If the antibodies supershift rather than inhibit the complex, the controls described above are somewhat less important. However, supershift results must be interpreted with equal caution. In some instances, the abundance of a protein–DNA complex will not be diminished by the antibody, even though a supershifted complex of weak or moderate intensity appears on the gel image (Fig. 2C). This result does not establish that the protein recognized by the antibody is a component of the original complex. Because some antibodies stabilize protein–DNA interactions (see above), the supershifted complex might correspond to a stabilized form of a complex that was not detected in the absence of antibody, unrelated to the original protein–DNA complex. Evidence that a complex contains a particular protein is provided only when the abundance of the complex decreases as the supershifted complex appears. Another caveat of antibody supershifts is that antibodies can promote cooperative binding of a protein to two adjacent sites.

If the antibody does not disrupt or supershift the complex, the protein recognized by the antibody may not be present within the complex. Alternatively, the antibody could be too dilute or might bind to the target protein with a low affinity. A positive control is needed, in which the antibody is shown to disrupt or supershift an EMSA complex known to contain the protein.

If the protein–DNA complex is convincingly disrupted or supershifted by an antibody against a known protein, the complex is likely to contain that protein. To test this hypothesis further, a cDNA for the protein can be obtained and analyzed. The full-length protein can often be produced by in vitro transcription/translation (Ausubel et al. 1994, Unit 10.17) and tested by EMSA side by side with the crude cell extract. If the complex detected with the crude extract contains only one protein, it should comigrate with the EMSA complex containing the in vitro–translated protein. If not, it may be necessary to reevaluate the antibody results. Alternatively, the protein may bind as a heterodimer with another protein or may bind cooperatively with a protein that recognizes an adjacent site on the probe. Knowledge of the general properties of the protein family, and detailed knowledge of the nucleotides within the probe required for complex formation, should allow these possibilities to be evaluated.
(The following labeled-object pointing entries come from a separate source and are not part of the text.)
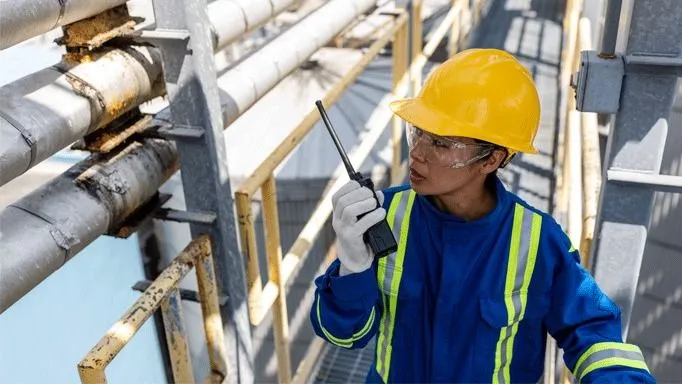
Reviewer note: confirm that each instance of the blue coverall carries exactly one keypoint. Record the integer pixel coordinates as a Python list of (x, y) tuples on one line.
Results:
[(459, 308)]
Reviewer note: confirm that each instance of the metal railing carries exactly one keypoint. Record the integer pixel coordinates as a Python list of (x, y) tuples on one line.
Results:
[(578, 158), (263, 299), (164, 294)]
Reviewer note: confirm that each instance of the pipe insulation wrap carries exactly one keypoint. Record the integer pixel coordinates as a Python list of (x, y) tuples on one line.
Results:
[(43, 230), (247, 82), (23, 19), (55, 108), (231, 19)]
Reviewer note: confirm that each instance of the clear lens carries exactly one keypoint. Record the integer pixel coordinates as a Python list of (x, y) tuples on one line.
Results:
[(446, 152)]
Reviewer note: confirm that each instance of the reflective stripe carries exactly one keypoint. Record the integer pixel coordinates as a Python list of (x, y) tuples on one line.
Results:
[(389, 276), (602, 355), (522, 254), (345, 343)]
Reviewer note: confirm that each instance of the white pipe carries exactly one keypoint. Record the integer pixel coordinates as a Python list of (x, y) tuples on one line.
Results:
[(245, 84), (233, 18), (46, 111), (23, 19)]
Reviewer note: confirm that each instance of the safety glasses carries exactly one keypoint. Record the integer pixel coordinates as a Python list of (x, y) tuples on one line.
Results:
[(447, 152)]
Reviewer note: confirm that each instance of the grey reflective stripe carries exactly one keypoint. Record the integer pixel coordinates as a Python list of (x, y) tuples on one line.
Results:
[(527, 238), (388, 279), (606, 354)]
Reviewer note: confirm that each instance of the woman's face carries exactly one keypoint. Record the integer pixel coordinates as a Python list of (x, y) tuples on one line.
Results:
[(432, 159)]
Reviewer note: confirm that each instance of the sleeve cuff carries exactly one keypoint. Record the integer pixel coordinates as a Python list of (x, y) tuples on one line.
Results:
[(360, 286)]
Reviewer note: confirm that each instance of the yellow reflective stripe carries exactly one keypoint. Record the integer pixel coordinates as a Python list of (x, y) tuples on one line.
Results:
[(508, 287), (608, 354), (615, 361), (381, 274), (346, 343), (397, 276), (523, 249)]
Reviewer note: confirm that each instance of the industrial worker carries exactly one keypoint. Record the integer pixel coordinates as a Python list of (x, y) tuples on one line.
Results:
[(480, 276)]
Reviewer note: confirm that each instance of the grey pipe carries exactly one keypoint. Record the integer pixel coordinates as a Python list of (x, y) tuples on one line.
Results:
[(611, 21), (46, 111), (233, 18), (250, 80), (23, 19), (43, 230)]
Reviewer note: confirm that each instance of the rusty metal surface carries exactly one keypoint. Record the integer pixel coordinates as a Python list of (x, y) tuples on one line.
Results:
[(95, 362), (174, 326), (210, 308)]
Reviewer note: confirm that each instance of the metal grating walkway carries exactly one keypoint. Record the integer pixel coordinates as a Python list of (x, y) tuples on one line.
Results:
[(531, 30)]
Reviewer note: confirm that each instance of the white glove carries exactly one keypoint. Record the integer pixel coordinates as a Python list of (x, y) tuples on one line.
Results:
[(348, 203)]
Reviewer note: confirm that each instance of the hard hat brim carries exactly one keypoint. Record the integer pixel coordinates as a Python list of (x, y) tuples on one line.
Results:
[(415, 112)]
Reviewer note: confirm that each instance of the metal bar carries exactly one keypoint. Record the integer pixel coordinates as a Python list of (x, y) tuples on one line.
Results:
[(610, 31), (400, 60), (260, 175), (591, 160), (86, 201), (210, 308), (417, 42), (59, 107), (24, 19), (636, 144), (247, 82), (247, 235), (189, 73), (174, 326), (655, 182), (274, 252), (91, 368)]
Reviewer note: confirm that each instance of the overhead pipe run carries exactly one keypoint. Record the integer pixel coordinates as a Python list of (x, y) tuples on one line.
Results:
[(45, 229), (46, 111), (231, 19), (250, 80), (24, 19)]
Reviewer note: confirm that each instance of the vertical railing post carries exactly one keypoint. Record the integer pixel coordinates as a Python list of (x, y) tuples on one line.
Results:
[(400, 60), (210, 309), (247, 233), (416, 45), (274, 252), (178, 348)]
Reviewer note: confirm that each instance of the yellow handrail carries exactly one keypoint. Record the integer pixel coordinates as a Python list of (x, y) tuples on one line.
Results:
[(163, 293)]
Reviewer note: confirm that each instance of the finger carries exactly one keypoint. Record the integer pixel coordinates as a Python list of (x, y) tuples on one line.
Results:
[(353, 197), (351, 212), (380, 197), (370, 219), (346, 188)]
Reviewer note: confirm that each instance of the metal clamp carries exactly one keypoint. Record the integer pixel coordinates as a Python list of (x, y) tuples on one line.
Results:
[(25, 134)]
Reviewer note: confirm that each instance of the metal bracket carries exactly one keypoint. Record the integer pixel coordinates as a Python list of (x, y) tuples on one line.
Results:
[(598, 82), (180, 132), (185, 294), (657, 182), (205, 218)]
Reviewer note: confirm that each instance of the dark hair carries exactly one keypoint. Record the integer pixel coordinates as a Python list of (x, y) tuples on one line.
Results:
[(490, 179)]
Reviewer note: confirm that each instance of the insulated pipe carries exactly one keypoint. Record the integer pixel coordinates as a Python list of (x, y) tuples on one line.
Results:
[(246, 83), (46, 111), (43, 230), (233, 18), (23, 19)]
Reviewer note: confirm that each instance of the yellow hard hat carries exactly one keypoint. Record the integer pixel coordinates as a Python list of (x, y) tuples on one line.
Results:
[(484, 94)]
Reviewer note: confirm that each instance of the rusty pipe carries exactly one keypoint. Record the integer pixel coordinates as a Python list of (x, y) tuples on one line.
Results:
[(23, 19), (43, 230), (46, 111)]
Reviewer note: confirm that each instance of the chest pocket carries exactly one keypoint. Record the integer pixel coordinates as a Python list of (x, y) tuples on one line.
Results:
[(520, 339)]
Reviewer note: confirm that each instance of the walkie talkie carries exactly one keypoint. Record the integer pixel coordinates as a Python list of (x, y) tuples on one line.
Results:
[(379, 237)]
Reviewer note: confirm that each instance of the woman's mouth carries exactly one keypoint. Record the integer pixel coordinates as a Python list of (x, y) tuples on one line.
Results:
[(415, 176)]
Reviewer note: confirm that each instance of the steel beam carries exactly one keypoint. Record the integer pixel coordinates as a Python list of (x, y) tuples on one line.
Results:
[(189, 73), (636, 144)]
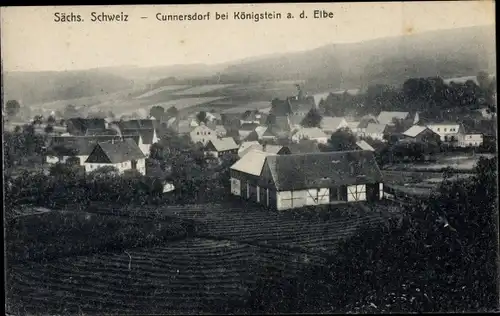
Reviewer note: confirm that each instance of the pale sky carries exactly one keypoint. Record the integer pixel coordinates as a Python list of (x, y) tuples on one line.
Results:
[(32, 41)]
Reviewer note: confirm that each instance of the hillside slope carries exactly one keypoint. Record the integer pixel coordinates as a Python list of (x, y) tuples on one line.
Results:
[(388, 60)]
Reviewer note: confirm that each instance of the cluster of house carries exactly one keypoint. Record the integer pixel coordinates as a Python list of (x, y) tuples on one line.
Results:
[(95, 143), (283, 120)]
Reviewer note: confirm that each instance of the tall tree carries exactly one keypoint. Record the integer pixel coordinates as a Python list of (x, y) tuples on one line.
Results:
[(202, 117), (172, 111), (341, 140), (12, 108), (312, 119), (157, 112)]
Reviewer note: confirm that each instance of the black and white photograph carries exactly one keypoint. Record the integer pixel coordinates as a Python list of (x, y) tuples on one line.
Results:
[(279, 158)]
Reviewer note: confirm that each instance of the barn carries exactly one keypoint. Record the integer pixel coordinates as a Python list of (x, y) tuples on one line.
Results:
[(245, 176), (292, 181)]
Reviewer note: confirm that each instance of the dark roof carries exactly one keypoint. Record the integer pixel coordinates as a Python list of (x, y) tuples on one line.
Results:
[(71, 139), (115, 152), (305, 146), (84, 124), (248, 126), (145, 133), (98, 132), (131, 124), (280, 108), (304, 105), (77, 147), (329, 169)]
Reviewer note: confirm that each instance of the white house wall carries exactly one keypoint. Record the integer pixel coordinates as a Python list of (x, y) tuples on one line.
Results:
[(356, 193), (235, 187), (318, 196)]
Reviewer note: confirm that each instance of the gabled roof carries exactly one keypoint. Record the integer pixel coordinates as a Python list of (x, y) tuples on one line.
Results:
[(296, 119), (373, 128), (312, 132), (135, 124), (83, 124), (304, 105), (329, 169), (247, 147), (280, 108), (386, 117), (353, 125), (115, 152), (414, 130), (76, 146), (248, 126), (220, 129), (223, 144), (97, 132), (363, 145), (272, 149), (331, 122), (304, 147), (251, 163)]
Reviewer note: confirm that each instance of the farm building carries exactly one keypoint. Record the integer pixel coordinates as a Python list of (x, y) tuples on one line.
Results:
[(220, 130), (330, 124), (276, 149), (375, 131), (79, 126), (449, 132), (202, 134), (313, 133), (387, 117), (292, 181), (471, 140), (145, 138), (421, 133), (353, 126), (303, 147), (246, 128), (363, 145), (221, 146), (123, 155)]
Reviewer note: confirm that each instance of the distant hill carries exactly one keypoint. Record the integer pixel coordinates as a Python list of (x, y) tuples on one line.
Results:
[(37, 87), (446, 53)]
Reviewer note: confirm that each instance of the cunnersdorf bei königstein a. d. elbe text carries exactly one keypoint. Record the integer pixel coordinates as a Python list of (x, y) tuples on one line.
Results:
[(254, 16)]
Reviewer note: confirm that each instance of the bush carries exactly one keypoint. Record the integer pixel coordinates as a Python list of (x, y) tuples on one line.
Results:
[(60, 233)]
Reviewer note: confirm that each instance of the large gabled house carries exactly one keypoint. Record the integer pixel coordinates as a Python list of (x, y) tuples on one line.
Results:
[(421, 134), (202, 134), (221, 146), (449, 132), (310, 133), (330, 124), (79, 126), (62, 148), (387, 117), (285, 182), (123, 155), (376, 131), (145, 138)]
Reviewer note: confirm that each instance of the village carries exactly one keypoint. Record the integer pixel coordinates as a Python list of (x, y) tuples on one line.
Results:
[(260, 141), (306, 167)]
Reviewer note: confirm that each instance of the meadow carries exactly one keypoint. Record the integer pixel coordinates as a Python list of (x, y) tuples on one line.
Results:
[(215, 268)]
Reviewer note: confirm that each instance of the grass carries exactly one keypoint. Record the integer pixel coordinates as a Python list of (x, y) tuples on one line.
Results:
[(189, 276), (199, 90), (216, 270), (161, 89)]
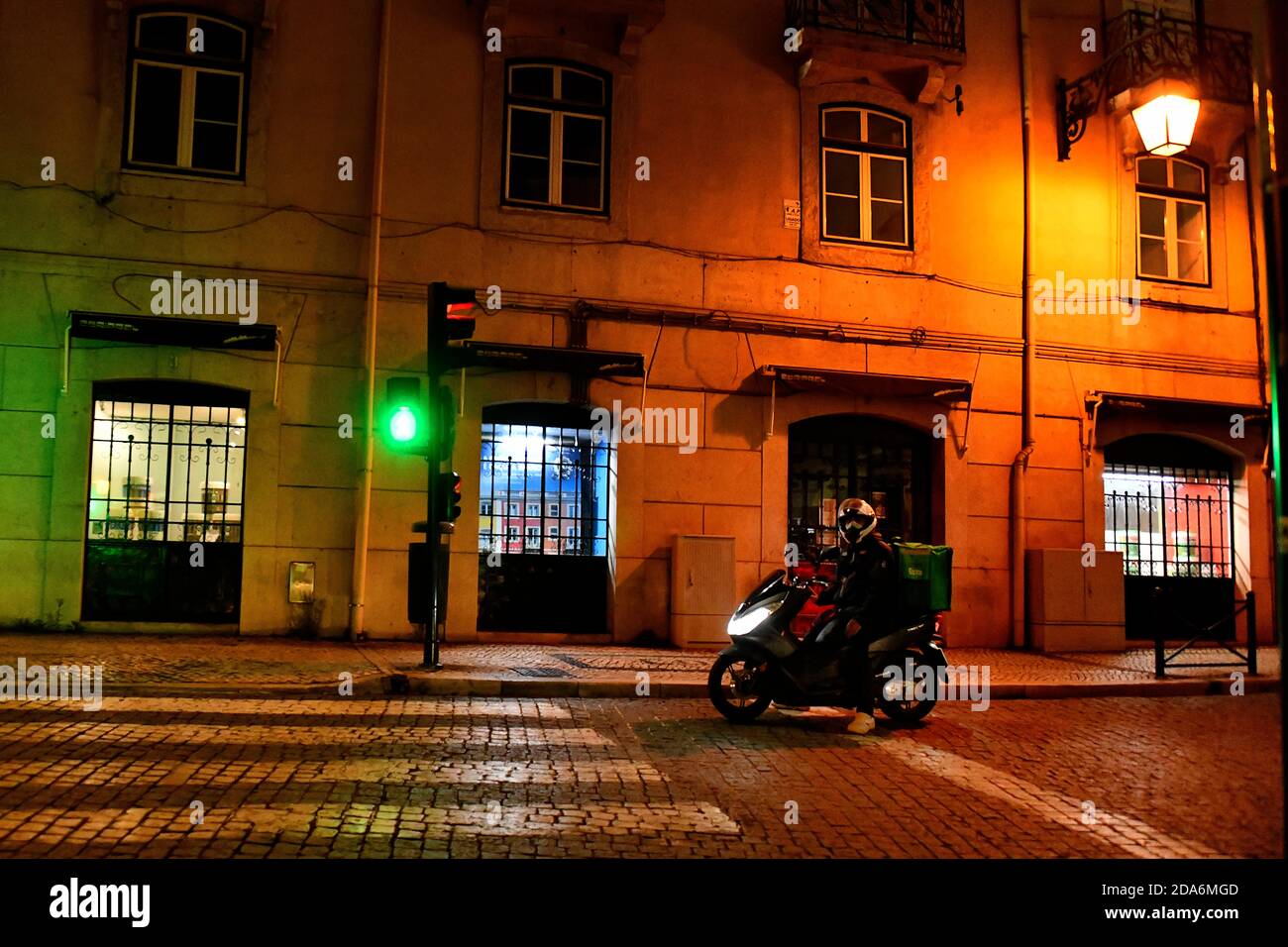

If these studies suggest that a known protein binds the control element of interest, the relevance of the protein for the function of the element can be evaluated. In contrast, if the results suggest that the protein has not been previously described, the identity of the protein and the gene encoding the protein can be pursued. A final possibility is that the complex contains a heterodimer of a known protein and a novel partner. To identify the unknown components, the proteins that form the complex may need to be purified.